The Icarus extortion group stole the OAuth tokens Klue held for its customers and used them to take data from those customers' own Salesforce and Gong accounts. For third-party risk teams the lesson is fourth-party risk: a connected SaaS app can turn a supplier's breach into your data loss.
A competitive-intelligence tool became the way into the customer data of dozens of companies at once. In June 2026 the extortion group Icarus used a stolen legacy credential (an old but still-valid access key) to reach the integration systems of Klue, an add-on that connects to Salesforce and Gong. It then harvested the OAuth tokens Klue held for its customers. An OAuth token is the standing permission one app keeps to act inside another, so those tokens opened each customer's own Salesforce and Gong records without a password. Named victims include Huntress, Jamf, Recorded Future, Tanium, Insurity and Sprout Social. No customer login was broken. The weak link was a connected third-party app, and its risk lived in a token, not a contract.
What happened
Klue confirmed it found unauthorised activity in its integration infrastructure on 12 June 2026 and disabled the affected OAuth credentials and integrations the next day, according to reporting by BleepingComputer and The Hacker News. Analysts at ReliaQuest and Obsidian Security link the intrusion to Icarus, an extortion group active since April 2026. The attackers used a legacy credential to enter Klue's systems, pushed a code change that collected the OAuth tokens Klue stored for its customers, and used those tokens to pull data from customer Salesforce and Gong environments. Because a token works until it is revoked, the theft rode on standing access rather than a cracked password.
The stolen material is described as business contacts, sales communications, pricing information and opportunity notes. On or around 16 June 2026, Icarus began sending extortion emails that gave recipients 48 hours to make contact. Klue says it revoked the affected tokens and credentials, removed the unauthorised code, engaged the incident-response firm CrowdStrike and notified law enforcement. Salesforce disabled the Klue integration on its own platform while the matter is investigated. The list of named customers, which includes Huntress, Jamf, Recorded Future, Tanium, Insurity and Sprout Social, has continued to grow as more disclosures arrive.
Why it matters for third-party risk
Strip away the names and the pattern is familiar, but the door is a new one. The same shape appeared days earlier in the Oracle PeopleSoft zero-day, where one shared platform exposed more than a hundred organisations at once. Every SaaS-to-SaaS integration a company approves hands a third-party app a durable key to its data. That key sits inside the supplier, not inside your own walls, and it usually outlives the reason it was granted. When the supplier is breached, the key is what the attacker takes. This is fourth-party risk in practice: your Salesforce data can leave through a vendor you may have onboarded years ago and stopped thinking about.

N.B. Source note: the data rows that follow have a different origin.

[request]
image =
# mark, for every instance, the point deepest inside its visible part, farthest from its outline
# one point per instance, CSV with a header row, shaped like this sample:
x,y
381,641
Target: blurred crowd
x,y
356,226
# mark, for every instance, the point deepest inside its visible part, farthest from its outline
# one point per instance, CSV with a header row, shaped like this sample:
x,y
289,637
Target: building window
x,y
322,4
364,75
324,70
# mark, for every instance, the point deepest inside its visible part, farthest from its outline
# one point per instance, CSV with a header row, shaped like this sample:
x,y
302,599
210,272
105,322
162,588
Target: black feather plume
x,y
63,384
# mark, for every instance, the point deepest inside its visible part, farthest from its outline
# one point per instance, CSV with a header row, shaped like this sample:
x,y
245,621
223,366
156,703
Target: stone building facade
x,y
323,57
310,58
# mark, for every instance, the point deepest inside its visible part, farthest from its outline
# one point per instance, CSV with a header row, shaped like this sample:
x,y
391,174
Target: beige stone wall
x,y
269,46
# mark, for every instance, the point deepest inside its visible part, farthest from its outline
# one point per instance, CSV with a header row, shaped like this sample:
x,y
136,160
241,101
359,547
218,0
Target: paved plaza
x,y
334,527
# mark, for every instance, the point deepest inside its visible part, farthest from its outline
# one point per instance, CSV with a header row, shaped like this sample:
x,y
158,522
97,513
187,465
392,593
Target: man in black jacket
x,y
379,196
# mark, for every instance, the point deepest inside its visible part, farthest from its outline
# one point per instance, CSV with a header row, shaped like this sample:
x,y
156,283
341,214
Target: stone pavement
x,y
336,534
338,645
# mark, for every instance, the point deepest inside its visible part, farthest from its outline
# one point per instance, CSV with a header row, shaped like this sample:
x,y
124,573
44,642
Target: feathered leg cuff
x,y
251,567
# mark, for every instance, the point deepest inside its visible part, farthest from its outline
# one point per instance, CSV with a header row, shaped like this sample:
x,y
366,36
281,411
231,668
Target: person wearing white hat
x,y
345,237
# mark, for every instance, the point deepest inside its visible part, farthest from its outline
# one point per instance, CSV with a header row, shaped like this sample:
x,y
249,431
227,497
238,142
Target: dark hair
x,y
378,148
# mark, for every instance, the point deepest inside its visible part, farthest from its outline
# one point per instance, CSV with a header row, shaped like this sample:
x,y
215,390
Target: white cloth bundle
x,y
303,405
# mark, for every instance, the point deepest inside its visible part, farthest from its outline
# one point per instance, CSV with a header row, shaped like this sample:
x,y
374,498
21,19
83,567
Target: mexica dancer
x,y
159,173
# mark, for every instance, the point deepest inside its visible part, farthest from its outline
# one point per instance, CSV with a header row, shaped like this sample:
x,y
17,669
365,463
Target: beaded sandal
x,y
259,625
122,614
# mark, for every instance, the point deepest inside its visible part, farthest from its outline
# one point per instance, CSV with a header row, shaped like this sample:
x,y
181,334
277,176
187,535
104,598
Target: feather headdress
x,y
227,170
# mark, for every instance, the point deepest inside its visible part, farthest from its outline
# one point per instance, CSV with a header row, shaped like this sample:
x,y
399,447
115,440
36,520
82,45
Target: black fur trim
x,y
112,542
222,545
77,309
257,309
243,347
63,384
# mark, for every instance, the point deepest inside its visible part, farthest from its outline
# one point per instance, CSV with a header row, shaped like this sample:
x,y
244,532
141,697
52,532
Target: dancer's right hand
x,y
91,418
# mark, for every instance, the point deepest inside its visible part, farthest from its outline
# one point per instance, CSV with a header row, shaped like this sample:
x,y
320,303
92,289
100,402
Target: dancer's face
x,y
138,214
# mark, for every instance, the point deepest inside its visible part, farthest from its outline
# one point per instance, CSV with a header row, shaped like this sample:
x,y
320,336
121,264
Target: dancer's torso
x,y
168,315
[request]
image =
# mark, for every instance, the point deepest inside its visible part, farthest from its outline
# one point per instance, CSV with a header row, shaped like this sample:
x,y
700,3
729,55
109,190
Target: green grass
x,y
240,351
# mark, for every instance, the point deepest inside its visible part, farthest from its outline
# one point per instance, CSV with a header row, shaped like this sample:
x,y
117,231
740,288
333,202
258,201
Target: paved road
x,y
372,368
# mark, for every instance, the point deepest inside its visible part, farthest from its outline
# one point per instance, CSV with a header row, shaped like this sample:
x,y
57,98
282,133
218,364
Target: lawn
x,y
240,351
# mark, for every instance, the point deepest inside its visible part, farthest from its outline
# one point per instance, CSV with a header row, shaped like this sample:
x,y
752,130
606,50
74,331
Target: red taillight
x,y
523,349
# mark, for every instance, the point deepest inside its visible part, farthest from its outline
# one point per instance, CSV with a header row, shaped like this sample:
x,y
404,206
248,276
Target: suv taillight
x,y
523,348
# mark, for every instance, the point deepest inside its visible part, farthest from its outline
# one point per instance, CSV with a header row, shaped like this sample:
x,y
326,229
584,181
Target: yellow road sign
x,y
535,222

Vendor registers rarely capture this. A tool such as Klue is easy to miss because it is small, it was often approved by a sales team rather than security, and its risk lives in an access token, not in a signed contract. For firms in scope of the EU Digital Operational Resilience Act (DORA) or the NIS2 directive, connected SaaS apps with standing access to core data are exactly the kind of ICT and fourth-party dependency both regimes expect organisations to identify and control.
What teams should take from it
Two moves are worth making now. First, inventory the OAuth integrations connected to your core platforms, Salesforce, Google Workspace, Microsoft 365 and the like, and revoke any that are stale, over-scoped or unowned. A connected app that no one remembers approving is precisely the Klue scenario. Second, treat token hygiene as a measured control: prefer short-lived tokens, scope them to the minimum data needed, and watch for unusual data pulls through integration accounts rather than user logins, because that is where this theft hid. If the worst happens, a rehearsed breach response plan decides how fast the exposure is contained.
For third-party risk teams, this is where continuous vendor monitoring earns its place over a yearly questionnaire, because a connected app can turn from convenience to breach in a single day.
FAQ
What is the Klue breach?
Klue is a competitive-intelligence tool that connects to Salesforce and Gong. In June 2026 attackers stole the OAuth access tokens Klue held for its customers and used them to take data from those customers' own Salesforce and Gong accounts. The extortion group Icarus has claimed the activity.
Why is this a third-party incident and not a normal breach?
Customers were not compromised through their own logins. They were exposed through a connected third-party app that held standing access to their data. One supplier's compromise reached many downstream customers at once, which is the defining feature of SaaS supply-chain and fourth-party risk. For the fundamentals, see what third-party risk management covers.
What should companies using Salesforce or Gong do now?
Review and revoke connected app integrations you do not actively need, rotate and re-scope the OAuth tokens that remain, and check integration activity logs for unusual data access dating back to early June 2026.